Big Data is dead. Data is “Just Data,” regardless of quantity, structure, or speed.

Big Data is dead. Data is “Just Data,” regardless of quantity, structure, or speed.

Innovation cycles aren’t the only things getting shorter and shorter. The hypes associated with certain terms also keep alternating more and more quickly. This is especially true in the environment of new technologies and digital business models. The IT consultation and market research institute Gartner removed the term “Big Data” from its much-noticed Hype-Cycle back in 2015. A look to the Google Trends shows how precisely the prediction matched the end of the hype around Big Data. For instance, here is a direct comparison of the search terms “Machine Learning” and “Big Data”:

Right when the catchphrase “Big Data” has just made it into the consciousness of many decision makers and boardrooms, it must now be clearly established: Big Data is “dead.” Just like Gartner, we at Alexander Thamm GmbH have determined that things are essentially different when it comes to data science projects: For us Big Data, Small Data, Little Data, Fast Data, and Smart Data are all “Just Data.” The critical success factors for the use of data do not depend on its quantity, structure, or speed – it’s about using data to create true added value!

Successful data science projects without any Big Data

We see that data science projects can be successful without any Big Data in our everyday practice. When a premium automotive manufacturer came to us with the task of increasing the repurchase rate in the leasing area, we were faced with the challenge of predicting the time of the repurchase. The problem that had thus far faced the auto retailer was that the customer approach often took place at the wrong time.

In order to increase the accuracy of the prognosis, that volume of data didn’t just increase. In fact, during the analysis we instead noticed that the data pool itself was responsible for the inaccuracy of the predictions. Our model, which is based on diagnostic and vehicle data, didn’t just lead to the manufacturer correcting 25 percent of implausible entries and being able to approach the customer at the right time. At the same time, unreliable retailers were able to be identified and their processes sustainably improved using top retailers’ best practice methods. This case shows that forecast quality does not depend on the volume of the data. Just Data means that, above all, the right data needs to be incorporated into analysis.

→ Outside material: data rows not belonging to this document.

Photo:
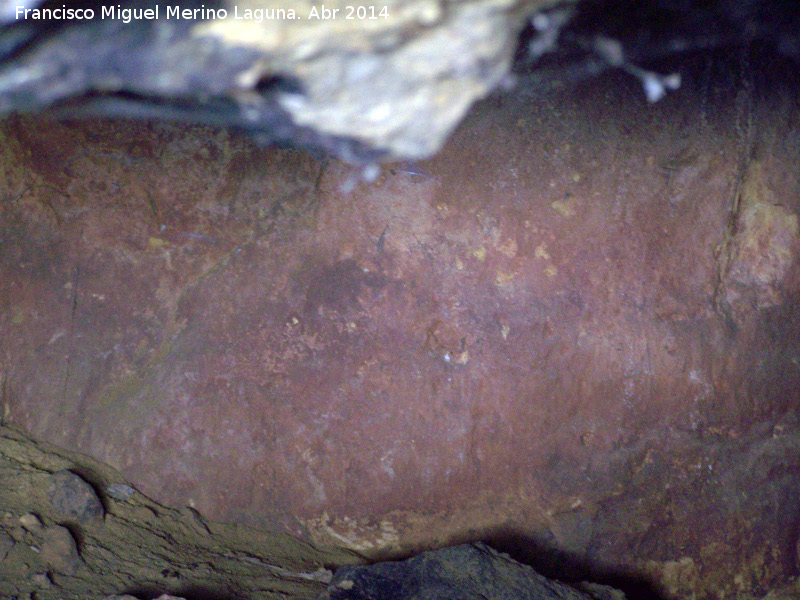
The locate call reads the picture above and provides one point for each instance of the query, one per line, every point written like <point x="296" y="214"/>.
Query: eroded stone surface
<point x="524" y="344"/>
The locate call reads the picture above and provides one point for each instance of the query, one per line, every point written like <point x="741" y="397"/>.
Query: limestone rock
<point x="466" y="572"/>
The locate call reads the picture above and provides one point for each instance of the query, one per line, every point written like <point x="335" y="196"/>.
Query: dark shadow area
<point x="549" y="560"/>
<point x="150" y="592"/>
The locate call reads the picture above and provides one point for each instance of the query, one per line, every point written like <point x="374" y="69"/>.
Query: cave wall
<point x="575" y="329"/>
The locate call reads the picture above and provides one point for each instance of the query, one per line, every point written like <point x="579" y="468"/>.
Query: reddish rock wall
<point x="554" y="334"/>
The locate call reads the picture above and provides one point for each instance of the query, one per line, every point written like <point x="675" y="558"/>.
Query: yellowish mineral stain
<point x="564" y="208"/>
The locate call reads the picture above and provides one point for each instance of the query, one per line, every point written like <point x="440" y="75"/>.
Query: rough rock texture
<point x="557" y="335"/>
<point x="140" y="547"/>
<point x="363" y="80"/>
<point x="466" y="572"/>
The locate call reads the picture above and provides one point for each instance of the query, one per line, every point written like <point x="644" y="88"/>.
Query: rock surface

Just Data mindset facilitates focus on the relevant data

Another case had to do with improving the accuracy of the former forecast model for a customer from the energy sector. Energy producers need to know very precisely how high the current load is in order to adjust the power input to demand as exactly as possible. Too low or too high of a power supply can carry fines for the power suppliers. It’s therefore necessary to keep these penalties as low as possible. 

Our solution was based on a deep learning algorithm to improve the prognosis model. In the previous model, only the temperature was incorporated into the weather data. We expanded the weather data with additional parameters such as humidity, air pressure, and sun intensity. This way we were able to achieve significant improvements in the forecast and create a high degree of automation. If we had instead expanded the data sets for the current load and used data recorded over the past 30 years minute by minute for more precise prognoses, the model would have taken too long to calculate and the quality of the prognosis would only have been marginally improved.

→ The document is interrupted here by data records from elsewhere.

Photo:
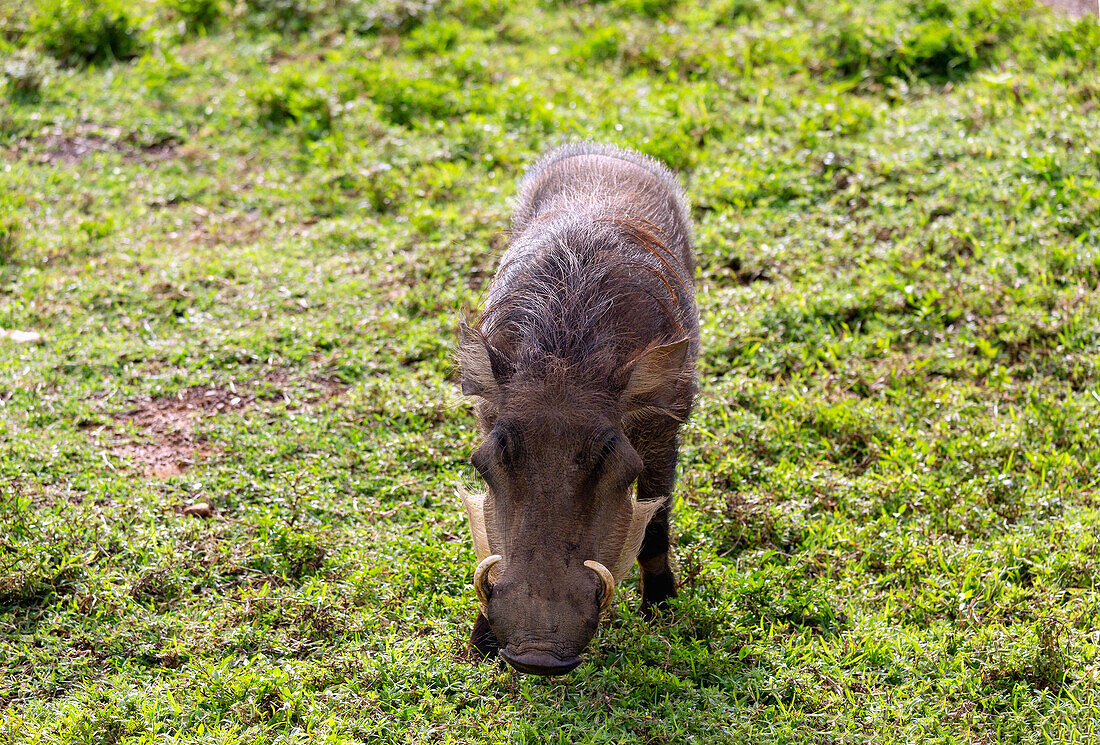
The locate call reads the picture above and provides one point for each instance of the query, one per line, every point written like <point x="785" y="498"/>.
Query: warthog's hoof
<point x="482" y="639"/>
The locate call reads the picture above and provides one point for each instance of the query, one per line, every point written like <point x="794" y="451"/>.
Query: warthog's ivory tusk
<point x="608" y="581"/>
<point x="481" y="581"/>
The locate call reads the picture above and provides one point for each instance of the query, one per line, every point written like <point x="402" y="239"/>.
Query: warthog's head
<point x="557" y="526"/>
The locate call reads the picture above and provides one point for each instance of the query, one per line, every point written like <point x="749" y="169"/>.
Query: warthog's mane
<point x="584" y="291"/>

As an example, in the following graphic you can see how the accuracy of a model only minimally increases with the addition of data from a certain point. Nevertheless, disproportionately high costs for corresponding computing capacities accrue in order to process these larger volumes of data. In many cases it’s therefore not worthwhile to increase the accuracy of a model by expanding the previous data sets. 

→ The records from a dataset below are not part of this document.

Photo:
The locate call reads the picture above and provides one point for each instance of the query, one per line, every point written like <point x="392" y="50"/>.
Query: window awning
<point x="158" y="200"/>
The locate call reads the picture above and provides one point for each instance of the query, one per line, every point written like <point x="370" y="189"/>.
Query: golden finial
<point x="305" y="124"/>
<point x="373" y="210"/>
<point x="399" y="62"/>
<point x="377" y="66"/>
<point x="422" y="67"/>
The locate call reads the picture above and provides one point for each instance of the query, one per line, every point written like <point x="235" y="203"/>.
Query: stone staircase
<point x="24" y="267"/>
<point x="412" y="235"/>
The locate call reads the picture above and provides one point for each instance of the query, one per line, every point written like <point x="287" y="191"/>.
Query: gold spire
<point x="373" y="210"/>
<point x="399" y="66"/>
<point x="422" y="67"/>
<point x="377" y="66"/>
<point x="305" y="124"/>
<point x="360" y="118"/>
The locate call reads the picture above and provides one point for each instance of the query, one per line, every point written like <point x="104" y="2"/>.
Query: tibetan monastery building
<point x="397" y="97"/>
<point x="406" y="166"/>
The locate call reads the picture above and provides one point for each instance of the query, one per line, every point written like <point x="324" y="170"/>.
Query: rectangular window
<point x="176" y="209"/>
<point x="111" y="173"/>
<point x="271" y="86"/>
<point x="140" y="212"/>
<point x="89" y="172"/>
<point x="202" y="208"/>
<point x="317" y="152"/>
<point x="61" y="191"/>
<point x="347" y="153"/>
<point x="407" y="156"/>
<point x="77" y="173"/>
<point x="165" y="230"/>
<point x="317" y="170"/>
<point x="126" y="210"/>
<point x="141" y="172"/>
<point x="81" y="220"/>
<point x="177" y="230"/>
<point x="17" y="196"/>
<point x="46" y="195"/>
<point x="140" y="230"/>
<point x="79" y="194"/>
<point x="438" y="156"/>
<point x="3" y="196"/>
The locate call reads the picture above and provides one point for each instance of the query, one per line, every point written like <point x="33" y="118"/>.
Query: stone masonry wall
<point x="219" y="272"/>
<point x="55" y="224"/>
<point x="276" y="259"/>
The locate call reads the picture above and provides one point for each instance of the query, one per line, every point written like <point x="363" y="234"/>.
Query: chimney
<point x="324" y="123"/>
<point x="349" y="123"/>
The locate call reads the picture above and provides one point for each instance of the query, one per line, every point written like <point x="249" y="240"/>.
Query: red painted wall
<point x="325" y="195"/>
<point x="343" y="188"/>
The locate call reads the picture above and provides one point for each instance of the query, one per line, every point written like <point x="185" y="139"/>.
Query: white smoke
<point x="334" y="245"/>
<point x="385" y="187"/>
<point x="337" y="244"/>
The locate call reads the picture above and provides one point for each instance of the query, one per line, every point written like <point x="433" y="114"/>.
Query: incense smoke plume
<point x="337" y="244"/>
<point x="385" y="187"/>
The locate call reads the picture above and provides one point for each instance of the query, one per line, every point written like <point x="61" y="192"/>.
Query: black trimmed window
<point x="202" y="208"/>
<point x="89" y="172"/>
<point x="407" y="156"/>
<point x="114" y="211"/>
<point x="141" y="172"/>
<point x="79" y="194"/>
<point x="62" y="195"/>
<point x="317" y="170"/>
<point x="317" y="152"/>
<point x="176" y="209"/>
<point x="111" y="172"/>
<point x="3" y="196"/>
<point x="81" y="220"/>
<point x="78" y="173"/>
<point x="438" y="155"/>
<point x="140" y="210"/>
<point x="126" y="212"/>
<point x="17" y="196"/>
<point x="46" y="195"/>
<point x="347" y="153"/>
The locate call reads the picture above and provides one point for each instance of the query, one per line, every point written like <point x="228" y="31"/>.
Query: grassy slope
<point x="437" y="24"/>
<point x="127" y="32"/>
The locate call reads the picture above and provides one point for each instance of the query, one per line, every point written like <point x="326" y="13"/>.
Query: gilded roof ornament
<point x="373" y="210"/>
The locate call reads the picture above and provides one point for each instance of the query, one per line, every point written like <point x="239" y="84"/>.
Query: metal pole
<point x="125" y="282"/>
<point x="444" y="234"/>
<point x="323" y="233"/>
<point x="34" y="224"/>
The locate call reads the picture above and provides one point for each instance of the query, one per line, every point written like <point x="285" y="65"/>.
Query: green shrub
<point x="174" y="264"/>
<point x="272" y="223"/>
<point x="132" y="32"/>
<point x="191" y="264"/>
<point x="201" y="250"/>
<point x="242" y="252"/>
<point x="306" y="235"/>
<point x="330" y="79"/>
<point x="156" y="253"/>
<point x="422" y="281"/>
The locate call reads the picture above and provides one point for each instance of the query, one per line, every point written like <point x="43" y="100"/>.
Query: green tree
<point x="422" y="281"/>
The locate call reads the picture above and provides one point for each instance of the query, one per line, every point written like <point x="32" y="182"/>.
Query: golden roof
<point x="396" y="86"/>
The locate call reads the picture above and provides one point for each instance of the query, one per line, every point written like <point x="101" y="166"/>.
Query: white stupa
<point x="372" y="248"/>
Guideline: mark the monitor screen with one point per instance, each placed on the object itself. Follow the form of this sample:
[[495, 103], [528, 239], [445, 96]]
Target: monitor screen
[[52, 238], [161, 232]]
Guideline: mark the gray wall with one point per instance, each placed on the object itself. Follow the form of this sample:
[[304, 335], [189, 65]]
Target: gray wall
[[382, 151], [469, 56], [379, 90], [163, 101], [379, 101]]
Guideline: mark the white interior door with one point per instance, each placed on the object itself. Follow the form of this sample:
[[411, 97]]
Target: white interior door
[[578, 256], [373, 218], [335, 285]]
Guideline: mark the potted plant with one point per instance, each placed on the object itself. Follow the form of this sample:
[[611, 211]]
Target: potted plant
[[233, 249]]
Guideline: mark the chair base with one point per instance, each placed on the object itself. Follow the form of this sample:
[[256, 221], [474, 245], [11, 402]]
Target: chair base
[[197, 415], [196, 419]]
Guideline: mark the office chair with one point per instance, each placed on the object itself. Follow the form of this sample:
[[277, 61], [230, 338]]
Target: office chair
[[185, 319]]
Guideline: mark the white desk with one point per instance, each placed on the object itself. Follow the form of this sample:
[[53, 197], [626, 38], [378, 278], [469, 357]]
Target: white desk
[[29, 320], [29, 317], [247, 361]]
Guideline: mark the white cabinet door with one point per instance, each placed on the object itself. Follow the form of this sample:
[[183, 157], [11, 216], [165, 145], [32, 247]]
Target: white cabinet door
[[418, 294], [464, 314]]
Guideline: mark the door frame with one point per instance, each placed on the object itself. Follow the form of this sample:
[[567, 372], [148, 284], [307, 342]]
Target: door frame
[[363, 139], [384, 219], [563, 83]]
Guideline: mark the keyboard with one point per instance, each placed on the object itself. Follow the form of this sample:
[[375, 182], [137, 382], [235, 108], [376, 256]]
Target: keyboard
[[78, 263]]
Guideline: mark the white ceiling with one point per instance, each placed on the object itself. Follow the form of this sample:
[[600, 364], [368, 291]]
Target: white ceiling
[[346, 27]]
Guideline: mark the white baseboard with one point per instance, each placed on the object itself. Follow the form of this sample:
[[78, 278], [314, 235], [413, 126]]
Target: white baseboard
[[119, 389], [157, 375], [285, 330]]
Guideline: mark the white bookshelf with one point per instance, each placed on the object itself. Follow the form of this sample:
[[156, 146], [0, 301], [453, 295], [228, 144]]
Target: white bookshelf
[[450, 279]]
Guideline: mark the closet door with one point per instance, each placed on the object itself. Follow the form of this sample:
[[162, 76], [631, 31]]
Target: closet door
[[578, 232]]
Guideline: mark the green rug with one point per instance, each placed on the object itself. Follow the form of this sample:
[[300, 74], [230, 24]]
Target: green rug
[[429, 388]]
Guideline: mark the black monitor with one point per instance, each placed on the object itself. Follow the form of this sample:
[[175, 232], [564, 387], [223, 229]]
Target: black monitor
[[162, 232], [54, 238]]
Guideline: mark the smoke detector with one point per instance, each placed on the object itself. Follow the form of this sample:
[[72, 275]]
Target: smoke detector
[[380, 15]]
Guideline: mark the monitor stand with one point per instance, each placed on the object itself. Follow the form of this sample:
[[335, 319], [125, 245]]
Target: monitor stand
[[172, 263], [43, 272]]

As an example, in the graphic you can see how the accuracy of a model can only be minimally increased by increasing the data. 

On the origin and the meaningfulness of the term “Big Data”

The term “Big Data” emerged in a time when it was becoming more and more difficult to process the exponentially growing volume of data with the hardware available at the time. From the beginning on, the Big Data phenomenon comprised more than just the volume of data. Rather, it designated an entire ecosystem. This is why the talk of the “Vs” of Big Data became established. Over the course of time, the concept became more and more refined. Initially, the Big Data ecosystem was described with three Vs: Volume, Variety, and Velocity. This concept was very quickly further expanded so that it soon was four Vs, then five Vs, then seven Vs, nine Vs, and finally ten Vs

At this point the question needs to be asked of whether the term “Big Data” still actually makes sense, or if the concept hasn’t long since become completely watered down and indistinct. The variants Small Data, Little Data, and Smart Data only represent rescue attempts for a concept that really isn’t needed anymore today. Now is the time to fundamentally reconsider the term “Big Data” and its variants and, because their definitions have become inconsistent, unclear, and unnecessary, to throw them overboard. From here emerges the crucial question of what the essential core of Big Data is or was, and what part of it is really relevant.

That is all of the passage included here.